The performance was disclosed in the lender’s unaudited financial statements for the third quarter ended 30 September 2025, filed with the Nigerian Exchange Limited (NGX).
Zenith Bank, one of Nigeria’s leading financial institutions with operations in several countries, said the growth was mainly driven by higher interest income and an expansion in its investment portfolio.
According to the financial report, interest income rose by 41 per cent year-on-year to ₦2.7 trillion, supported by a high-yield rate environment and a steady rise in income from investments and loans. The bank said the increase reflected its strategic positioning to benefit from Nigeria’s monetary tightening cycle and its efforts to grow quality risk assets.
At the same time, interest expenses increased by 22 per cent to ₦814 billion due to higher funding costs arising from a broader deposit base and higher rates in the interbank market. Despite this, Zenith Bank maintained a healthy Net Interest Margin (NIM) of 12 per cent, compared to 10 per cent recorded in September 2024, showing efficient cost and risk management.
However, the report noted that non-interest income declined by 38 per cent to ₦535 billion, largely due to a 60 per cent drop in trading gains during the period under review. The bank attributed this fall to market volatility and adjustments to its trading strategies in response to changing economic conditions.
Zenith Bank’s profit before tax (PBT) stood at ₦917 billion, slightly lower than the ₦1 trillion recorded in the corresponding period of 2024. Similarly, profit after tax (PAT) dropped by eight per cent to ₦764 billion, while Earnings Per Share (EPS) declined to ₦18.60, compared to ₦26.34 in September 2024.
The decline, according to the bank, reflected its deliberate decision to strengthen its balance sheet and improve loan quality through strategic write-offs and tighter credit risk management.
On the balance sheet side, total assets grew by four per cent, rising from ₦30 trillion in December 2024 to ₦31 trillion as of September 2025. The growth was supported by customer deposits, which increased by eight per cent to ₦23.7 trillion, showing continued confidence from depositors and clients.
Meanwhile, gross loans declined by nine per cent to ₦10 trillion, following deliberate efforts to clean up the loan book. The bank’s Non-Performing Loan (NPL) ratio improved to three per cent, reflecting the successful execution of its asset quality strategy.
Commenting on the performance, the Group Managing Director and Chief Executive Officer of Zenith Bank Plc, Dr Adaora Umeoji, said the results highlight the resilience of the Zenith brand and its ability to deliver value despite a challenging macroeconomic environment.
“The bank’s robust performance is an attestation to the resilience of the Zenith brand, our result-driven strategy, and the adaptability of our people in an evolving operating environment,” Umeoji said.
She added that the bank has “fortified its capital base, reset its asset quality, and is well-positioned for sustainable and profitable growth.”

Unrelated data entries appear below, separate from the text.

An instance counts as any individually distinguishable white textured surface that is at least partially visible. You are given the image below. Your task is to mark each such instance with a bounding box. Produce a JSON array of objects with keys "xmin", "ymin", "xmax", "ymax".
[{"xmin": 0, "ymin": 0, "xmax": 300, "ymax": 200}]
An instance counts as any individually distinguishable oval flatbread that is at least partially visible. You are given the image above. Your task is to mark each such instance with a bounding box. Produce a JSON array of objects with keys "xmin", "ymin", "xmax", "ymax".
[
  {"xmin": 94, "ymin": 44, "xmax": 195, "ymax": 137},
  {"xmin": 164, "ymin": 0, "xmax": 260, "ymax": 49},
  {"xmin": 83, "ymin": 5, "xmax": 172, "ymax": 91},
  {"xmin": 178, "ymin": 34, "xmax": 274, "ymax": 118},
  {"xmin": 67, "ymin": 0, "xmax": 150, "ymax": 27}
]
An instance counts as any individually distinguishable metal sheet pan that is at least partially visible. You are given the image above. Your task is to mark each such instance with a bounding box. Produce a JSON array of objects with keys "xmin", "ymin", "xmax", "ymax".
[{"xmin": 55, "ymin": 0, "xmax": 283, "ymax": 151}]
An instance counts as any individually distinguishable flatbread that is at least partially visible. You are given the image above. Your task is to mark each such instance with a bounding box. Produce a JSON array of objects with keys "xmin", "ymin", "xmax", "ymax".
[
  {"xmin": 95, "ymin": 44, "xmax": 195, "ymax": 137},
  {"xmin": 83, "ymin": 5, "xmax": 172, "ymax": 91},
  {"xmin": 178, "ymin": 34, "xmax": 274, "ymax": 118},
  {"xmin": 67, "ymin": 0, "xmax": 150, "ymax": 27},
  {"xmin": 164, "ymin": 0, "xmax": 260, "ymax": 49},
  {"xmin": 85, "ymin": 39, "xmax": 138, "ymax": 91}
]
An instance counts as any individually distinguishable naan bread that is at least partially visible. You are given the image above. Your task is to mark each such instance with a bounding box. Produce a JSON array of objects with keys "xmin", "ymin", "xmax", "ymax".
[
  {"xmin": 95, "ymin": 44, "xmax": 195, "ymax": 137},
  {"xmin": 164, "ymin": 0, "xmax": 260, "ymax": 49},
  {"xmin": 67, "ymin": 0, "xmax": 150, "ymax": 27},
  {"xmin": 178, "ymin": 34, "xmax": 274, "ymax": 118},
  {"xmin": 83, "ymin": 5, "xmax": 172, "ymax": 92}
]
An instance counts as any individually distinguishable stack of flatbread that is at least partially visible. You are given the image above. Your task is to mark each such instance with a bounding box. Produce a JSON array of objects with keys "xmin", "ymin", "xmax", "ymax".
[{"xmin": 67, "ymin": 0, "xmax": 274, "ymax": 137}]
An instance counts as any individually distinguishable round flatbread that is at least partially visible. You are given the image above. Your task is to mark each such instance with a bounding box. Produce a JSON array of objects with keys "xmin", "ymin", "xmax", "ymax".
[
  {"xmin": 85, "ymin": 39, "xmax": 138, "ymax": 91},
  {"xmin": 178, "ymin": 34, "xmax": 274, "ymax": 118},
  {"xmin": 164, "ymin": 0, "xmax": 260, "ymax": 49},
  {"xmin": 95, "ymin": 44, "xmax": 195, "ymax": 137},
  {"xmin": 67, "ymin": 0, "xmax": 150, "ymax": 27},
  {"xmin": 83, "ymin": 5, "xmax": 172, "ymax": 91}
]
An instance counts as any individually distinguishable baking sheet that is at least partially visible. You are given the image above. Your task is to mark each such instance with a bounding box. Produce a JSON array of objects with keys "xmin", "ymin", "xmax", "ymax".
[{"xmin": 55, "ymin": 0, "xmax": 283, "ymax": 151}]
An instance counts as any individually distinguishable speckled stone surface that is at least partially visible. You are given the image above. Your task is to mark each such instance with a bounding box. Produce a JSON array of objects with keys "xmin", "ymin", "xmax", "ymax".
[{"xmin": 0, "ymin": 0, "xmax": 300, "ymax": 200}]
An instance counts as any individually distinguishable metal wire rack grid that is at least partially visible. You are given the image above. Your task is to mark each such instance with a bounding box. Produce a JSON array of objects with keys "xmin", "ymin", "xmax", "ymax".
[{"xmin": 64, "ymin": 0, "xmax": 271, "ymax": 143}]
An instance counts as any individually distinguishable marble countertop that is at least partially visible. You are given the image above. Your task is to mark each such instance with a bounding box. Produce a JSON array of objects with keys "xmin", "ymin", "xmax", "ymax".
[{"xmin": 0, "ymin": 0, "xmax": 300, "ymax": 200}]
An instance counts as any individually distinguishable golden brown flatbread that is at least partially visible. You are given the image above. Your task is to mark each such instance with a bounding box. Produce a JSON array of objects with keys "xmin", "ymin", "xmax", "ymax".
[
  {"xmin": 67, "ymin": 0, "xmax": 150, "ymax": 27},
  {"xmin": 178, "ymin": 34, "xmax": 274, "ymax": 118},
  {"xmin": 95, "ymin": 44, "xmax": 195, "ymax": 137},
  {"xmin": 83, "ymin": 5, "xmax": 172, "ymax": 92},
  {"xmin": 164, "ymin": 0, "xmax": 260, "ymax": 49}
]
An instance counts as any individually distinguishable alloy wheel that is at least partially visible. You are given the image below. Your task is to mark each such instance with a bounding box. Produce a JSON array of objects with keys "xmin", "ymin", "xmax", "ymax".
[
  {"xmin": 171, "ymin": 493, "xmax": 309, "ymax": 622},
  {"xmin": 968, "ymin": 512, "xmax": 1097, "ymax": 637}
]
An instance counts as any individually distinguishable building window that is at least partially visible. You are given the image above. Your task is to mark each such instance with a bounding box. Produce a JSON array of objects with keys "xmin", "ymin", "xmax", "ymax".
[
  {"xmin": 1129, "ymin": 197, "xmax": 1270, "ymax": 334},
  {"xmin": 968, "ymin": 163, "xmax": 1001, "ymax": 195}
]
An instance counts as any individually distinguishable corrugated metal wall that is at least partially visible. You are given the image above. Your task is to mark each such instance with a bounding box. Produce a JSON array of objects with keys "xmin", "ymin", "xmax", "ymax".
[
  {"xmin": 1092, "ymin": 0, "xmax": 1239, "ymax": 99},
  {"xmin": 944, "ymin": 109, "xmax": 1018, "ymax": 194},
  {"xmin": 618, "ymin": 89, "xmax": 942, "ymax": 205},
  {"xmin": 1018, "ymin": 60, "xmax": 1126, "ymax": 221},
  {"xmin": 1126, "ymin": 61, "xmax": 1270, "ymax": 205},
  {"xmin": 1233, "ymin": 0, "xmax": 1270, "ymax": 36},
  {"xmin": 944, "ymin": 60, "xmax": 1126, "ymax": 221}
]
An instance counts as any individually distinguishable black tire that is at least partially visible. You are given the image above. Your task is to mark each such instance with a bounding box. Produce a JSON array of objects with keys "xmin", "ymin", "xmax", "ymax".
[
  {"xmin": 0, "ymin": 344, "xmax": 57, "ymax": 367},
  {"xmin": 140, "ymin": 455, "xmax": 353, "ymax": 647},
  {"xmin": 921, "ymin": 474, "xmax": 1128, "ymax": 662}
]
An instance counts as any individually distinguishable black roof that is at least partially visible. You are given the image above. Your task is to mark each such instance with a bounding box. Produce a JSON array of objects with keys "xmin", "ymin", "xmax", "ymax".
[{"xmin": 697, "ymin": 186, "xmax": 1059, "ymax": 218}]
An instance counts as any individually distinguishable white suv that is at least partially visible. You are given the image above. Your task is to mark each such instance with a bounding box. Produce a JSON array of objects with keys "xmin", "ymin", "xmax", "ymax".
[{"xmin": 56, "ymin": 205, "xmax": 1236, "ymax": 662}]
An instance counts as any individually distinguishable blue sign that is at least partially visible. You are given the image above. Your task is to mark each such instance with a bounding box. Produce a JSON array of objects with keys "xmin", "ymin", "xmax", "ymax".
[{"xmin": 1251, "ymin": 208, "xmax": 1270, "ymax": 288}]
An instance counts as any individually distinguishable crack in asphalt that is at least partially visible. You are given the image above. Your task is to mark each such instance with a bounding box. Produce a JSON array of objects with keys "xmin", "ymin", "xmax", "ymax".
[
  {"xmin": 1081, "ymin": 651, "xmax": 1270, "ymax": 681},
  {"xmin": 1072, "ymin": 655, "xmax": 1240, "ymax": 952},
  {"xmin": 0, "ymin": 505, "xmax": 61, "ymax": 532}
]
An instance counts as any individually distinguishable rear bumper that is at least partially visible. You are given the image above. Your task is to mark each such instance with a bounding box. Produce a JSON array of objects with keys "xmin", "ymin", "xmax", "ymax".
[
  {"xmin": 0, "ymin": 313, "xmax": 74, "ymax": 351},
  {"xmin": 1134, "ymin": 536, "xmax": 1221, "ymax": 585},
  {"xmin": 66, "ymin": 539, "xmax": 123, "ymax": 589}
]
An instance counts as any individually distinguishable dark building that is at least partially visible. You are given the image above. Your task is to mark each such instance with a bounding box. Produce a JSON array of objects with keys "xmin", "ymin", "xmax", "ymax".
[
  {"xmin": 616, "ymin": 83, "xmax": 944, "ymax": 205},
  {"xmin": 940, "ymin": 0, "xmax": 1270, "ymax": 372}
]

Speaking on the outlook for the remainder of 2025, Umeoji noted that the bank expects to sustain its growth momentum through innovation, digital transformation, and a continued focus on customer-centric products.
“This result confirms the resilience of both our business model and our people. We’re on a solid growth path that we expect to maintain through the remainder of the year. Our focus on innovation, digital transformation, and developing solutions that address our clients’ changing needs positions us to capitalise on emerging opportunities whilst maintaining our disciplined approach to growth,” she stated.
She assured shareholders that the bank remains dedicated to creating long-term value, backed by strong capital buffers and an improving asset profile.
“We’re well placed to sustain this momentum whilst maintaining responsible leadership in the Nigerian banking industry and delivering exceptional value to all our stakeholders,” Umeoji added.
Zenith Bank’s strong earnings come amid the ongoing recapitalisation directive by the Central Bank of Nigeria (CBN), which requires national commercial banks to raise their minimum capital base to ₦200 billion by March 2026. The lender’s healthy balance sheet and solid profitability put it in a strong position to meet the new regulatory target and continue expanding its operations across Africa and beyond.